Cap rate measures return on total property value assuming no debt. Cash-on-cash return measures return on actual cash invested (your down payment) after accounting for mortgage payments. A property with an 8% cap rate financed with 25% down at a low interest rate might have a 10-14% cash-on-cash return due to leverage.
Property Value = NOI ÷ Cap Rate. If a property generates $36,000 NOI annually and comparable properties sell at a 7% cap rate, the estimated value = $36,000 ÷ 0.07 = $514,286. This is the income approach to property valuation used by commercial real estate appraisers.
Higher cap rates mean higher returns but typically indicate higher risk, lower-demand markets, or properties requiring more work. Lower cap rates indicate safer, more desirable markets. Investors seeking stability prefer lower cap rates in prime markets; investors seeking higher yields accept higher cap rates in secondary markets.

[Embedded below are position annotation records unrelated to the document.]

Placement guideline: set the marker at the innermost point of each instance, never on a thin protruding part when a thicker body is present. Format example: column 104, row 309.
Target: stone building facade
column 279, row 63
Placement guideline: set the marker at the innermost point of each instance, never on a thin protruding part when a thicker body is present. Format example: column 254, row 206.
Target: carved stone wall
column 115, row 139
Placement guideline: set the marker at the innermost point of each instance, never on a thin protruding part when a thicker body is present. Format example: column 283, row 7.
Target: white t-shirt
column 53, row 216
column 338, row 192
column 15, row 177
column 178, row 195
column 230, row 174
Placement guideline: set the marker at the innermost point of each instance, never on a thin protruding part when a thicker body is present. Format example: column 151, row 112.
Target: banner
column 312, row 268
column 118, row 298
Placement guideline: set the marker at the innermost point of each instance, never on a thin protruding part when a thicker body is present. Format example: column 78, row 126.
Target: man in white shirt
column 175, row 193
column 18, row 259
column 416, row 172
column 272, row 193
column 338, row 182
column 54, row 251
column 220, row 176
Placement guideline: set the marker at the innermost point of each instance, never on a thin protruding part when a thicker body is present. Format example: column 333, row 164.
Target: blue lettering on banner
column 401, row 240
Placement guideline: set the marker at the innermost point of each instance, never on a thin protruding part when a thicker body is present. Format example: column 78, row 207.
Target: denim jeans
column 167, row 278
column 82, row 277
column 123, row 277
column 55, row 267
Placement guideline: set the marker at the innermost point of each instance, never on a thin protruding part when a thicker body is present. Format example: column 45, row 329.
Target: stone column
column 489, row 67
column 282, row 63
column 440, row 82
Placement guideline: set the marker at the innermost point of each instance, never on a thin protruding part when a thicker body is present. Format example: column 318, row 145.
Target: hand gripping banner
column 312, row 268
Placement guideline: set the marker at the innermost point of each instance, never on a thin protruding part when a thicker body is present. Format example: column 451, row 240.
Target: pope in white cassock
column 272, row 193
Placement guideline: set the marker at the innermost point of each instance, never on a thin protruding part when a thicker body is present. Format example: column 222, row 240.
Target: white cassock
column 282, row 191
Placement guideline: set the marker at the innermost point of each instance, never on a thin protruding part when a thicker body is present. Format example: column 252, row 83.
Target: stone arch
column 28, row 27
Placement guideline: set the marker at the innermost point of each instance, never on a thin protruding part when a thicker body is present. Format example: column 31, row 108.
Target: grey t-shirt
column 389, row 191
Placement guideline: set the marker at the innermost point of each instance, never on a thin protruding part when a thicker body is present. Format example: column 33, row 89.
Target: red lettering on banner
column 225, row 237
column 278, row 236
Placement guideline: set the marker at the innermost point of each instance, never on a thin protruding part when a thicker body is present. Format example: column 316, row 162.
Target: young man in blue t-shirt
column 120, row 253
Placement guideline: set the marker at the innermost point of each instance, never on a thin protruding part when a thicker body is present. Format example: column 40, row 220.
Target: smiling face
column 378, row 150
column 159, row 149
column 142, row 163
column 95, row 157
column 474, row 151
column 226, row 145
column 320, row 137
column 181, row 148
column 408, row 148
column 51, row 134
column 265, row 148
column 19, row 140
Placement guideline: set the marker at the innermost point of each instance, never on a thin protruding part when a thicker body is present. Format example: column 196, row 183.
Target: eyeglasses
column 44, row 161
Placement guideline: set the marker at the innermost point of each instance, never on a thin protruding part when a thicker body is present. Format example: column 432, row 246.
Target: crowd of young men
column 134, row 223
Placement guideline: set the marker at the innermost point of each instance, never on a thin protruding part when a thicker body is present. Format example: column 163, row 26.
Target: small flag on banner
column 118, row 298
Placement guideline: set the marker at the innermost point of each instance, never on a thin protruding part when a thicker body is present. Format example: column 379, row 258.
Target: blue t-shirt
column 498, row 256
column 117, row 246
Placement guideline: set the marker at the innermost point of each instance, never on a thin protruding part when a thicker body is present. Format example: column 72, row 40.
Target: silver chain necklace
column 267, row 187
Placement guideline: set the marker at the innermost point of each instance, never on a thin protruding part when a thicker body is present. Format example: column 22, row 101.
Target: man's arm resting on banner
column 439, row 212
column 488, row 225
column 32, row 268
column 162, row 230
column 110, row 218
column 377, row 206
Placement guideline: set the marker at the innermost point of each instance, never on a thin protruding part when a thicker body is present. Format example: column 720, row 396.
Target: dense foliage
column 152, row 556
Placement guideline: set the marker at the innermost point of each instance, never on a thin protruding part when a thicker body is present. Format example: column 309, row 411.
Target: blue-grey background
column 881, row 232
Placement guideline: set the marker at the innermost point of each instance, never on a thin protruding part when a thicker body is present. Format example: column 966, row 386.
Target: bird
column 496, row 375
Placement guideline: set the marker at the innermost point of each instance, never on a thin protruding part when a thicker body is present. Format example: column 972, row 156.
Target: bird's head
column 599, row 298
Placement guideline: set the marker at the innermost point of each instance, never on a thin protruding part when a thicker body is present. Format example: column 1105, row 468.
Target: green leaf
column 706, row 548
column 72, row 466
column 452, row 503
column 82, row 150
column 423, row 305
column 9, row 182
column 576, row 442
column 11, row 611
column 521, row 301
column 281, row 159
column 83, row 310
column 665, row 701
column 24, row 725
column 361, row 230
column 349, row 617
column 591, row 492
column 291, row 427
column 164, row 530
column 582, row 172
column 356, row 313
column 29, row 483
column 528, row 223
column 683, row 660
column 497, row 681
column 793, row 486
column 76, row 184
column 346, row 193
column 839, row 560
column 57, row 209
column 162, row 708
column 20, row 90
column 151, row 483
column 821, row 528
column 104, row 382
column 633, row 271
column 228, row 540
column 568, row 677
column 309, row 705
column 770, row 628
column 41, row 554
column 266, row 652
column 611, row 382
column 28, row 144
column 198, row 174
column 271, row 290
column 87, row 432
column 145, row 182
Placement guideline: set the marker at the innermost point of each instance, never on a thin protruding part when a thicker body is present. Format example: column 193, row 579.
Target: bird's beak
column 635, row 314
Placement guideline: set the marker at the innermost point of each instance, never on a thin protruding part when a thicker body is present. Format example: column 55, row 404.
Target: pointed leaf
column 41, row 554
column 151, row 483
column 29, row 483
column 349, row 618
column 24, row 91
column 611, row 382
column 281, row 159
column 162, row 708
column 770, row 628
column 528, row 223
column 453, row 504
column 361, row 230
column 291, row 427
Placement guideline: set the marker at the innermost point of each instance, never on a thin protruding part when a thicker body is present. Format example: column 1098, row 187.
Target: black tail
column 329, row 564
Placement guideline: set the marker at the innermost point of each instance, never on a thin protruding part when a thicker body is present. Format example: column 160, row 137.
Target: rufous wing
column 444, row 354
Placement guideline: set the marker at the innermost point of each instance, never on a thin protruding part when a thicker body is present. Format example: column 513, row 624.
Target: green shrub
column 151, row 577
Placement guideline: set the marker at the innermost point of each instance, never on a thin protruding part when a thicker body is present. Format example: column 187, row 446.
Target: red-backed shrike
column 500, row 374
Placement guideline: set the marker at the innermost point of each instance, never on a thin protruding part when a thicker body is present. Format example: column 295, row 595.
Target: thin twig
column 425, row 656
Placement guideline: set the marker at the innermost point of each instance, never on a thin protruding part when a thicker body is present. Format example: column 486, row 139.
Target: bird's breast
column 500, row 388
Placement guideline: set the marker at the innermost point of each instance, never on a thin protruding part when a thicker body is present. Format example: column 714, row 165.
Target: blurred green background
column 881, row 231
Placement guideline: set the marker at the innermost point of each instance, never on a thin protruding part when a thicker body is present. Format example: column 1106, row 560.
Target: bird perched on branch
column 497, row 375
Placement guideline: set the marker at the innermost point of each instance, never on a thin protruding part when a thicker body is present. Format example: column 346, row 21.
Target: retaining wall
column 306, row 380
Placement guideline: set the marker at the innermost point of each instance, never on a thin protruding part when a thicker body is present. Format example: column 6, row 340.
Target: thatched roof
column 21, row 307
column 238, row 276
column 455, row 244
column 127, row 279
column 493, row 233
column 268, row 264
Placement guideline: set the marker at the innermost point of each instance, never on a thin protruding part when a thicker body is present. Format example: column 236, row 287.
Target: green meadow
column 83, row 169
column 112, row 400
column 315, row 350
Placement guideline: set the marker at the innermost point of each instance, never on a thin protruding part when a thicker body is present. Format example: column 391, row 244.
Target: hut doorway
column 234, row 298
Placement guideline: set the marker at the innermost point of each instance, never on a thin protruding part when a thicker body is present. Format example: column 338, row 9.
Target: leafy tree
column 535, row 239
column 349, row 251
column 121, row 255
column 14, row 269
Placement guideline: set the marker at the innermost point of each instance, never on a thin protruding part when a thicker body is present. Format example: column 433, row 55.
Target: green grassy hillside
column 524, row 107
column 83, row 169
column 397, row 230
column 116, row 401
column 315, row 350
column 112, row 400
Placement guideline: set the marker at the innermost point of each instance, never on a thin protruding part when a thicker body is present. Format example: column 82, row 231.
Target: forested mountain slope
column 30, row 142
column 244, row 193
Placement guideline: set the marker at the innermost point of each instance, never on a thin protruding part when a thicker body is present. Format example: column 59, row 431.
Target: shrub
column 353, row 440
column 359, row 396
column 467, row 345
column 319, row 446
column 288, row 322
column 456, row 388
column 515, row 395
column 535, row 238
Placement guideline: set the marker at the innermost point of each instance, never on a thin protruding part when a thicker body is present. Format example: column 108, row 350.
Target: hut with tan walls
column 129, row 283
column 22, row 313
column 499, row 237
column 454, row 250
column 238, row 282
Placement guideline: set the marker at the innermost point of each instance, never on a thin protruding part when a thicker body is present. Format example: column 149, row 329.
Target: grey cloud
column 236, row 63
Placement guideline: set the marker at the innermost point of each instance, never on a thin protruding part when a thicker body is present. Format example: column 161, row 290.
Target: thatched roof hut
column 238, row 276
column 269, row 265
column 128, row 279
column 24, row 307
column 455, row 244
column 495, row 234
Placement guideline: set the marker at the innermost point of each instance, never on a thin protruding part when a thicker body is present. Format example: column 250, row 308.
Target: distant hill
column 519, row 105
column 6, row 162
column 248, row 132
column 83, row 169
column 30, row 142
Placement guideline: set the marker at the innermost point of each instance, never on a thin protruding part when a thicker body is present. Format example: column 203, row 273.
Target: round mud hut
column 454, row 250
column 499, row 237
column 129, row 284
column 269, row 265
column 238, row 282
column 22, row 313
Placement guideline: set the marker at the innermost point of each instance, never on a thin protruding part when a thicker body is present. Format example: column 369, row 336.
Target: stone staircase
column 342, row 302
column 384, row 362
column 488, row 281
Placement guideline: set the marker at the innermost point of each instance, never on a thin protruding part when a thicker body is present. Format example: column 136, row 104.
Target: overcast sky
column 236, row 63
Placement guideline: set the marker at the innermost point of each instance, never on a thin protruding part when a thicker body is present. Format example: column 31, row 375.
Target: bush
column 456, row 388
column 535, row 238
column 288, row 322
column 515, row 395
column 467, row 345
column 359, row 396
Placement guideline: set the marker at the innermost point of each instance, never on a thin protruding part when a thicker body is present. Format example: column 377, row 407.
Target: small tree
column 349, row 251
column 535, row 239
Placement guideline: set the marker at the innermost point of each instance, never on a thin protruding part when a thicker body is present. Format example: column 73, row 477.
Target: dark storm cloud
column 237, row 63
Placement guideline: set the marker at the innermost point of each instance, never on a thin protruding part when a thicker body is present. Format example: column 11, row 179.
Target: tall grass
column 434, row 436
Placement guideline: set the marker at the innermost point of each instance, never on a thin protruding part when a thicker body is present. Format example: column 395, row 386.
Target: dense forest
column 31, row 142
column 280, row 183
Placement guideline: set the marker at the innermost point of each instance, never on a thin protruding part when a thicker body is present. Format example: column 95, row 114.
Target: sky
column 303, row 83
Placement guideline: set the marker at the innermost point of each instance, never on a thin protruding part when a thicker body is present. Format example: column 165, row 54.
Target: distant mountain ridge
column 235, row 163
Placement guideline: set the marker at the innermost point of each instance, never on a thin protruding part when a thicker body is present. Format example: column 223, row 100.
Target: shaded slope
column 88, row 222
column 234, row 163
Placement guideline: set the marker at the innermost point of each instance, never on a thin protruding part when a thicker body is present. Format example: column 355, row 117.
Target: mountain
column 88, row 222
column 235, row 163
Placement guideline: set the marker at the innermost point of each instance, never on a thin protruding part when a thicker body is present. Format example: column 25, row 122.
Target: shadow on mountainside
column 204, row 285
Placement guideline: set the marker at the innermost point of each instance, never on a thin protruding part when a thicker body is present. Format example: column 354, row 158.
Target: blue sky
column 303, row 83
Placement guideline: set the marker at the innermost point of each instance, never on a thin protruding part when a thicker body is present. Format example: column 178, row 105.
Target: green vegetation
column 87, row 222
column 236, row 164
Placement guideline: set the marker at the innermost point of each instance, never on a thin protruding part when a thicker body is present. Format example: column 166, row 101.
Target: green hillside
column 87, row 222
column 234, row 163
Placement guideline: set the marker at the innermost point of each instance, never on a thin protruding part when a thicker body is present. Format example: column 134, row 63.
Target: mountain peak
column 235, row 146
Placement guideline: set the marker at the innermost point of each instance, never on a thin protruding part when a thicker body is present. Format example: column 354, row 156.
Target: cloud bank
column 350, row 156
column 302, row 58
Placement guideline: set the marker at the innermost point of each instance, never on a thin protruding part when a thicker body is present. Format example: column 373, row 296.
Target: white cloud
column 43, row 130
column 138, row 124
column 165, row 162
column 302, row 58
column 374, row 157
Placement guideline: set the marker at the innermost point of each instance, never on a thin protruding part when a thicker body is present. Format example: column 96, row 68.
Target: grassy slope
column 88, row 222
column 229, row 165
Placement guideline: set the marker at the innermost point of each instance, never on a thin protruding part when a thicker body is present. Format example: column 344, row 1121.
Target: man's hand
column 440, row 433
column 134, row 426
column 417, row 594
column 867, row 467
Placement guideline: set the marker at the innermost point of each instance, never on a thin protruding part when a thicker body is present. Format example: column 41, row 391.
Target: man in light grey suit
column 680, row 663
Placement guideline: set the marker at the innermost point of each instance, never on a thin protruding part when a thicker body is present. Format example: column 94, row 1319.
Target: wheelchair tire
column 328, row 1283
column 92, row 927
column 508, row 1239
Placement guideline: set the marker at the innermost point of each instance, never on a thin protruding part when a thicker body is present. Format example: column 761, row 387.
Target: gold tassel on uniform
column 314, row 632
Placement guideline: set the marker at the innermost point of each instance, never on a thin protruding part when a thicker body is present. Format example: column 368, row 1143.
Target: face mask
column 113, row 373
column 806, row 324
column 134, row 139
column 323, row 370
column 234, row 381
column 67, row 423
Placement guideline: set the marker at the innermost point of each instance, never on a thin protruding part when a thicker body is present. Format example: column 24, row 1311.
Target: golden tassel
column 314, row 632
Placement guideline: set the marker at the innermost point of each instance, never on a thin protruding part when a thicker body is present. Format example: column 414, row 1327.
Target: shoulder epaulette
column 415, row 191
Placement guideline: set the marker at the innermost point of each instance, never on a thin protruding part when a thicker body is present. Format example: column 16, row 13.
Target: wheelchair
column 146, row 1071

Commercial cap rates vary by asset class: Class A office in major cities 4-6%, retail strip centers 6-8%, industrial/warehouse 4-6%, apartment complexes 4-6%, and retail NNN leases 5-7%. Class B/C properties typically command 1-2% higher cap rates than Class A in the same market.
Cap rates and interest rates generally move in the same direction. When rates rise, cap rates tend to rise too (property values fall) because investors can earn better risk-free returns elsewhere and require higher yields from riskier real estate. The spread between cap rates and the 10-year Treasury yield is a key metric investors monitor.
NOI excludes: mortgage principal and interest payments, income taxes, depreciation, capital expenditures (major renovations), and tenant improvement allowances. These are excluded because cap rate measures property return independent of financing and ownership structure.
Cap rate compression occurs when cap rates decline (property values rise) while NOI stays constant. For example, if cap rates in a market move from 7% to 5%, property values increase by 40% for the same income. This happens when investor demand increases or interest rates fall. Cap rate compression is a major source of real estate appreciation.
Cap rate is excellent for quick property comparisons but has limitations. It does not account for financing, future rent growth, capital expenditures, or value-add potential. It also relies on accurate NOI, which sellers sometimes inflate. Always verify NOI with actual rent rolls and expense statements before making investment decisions.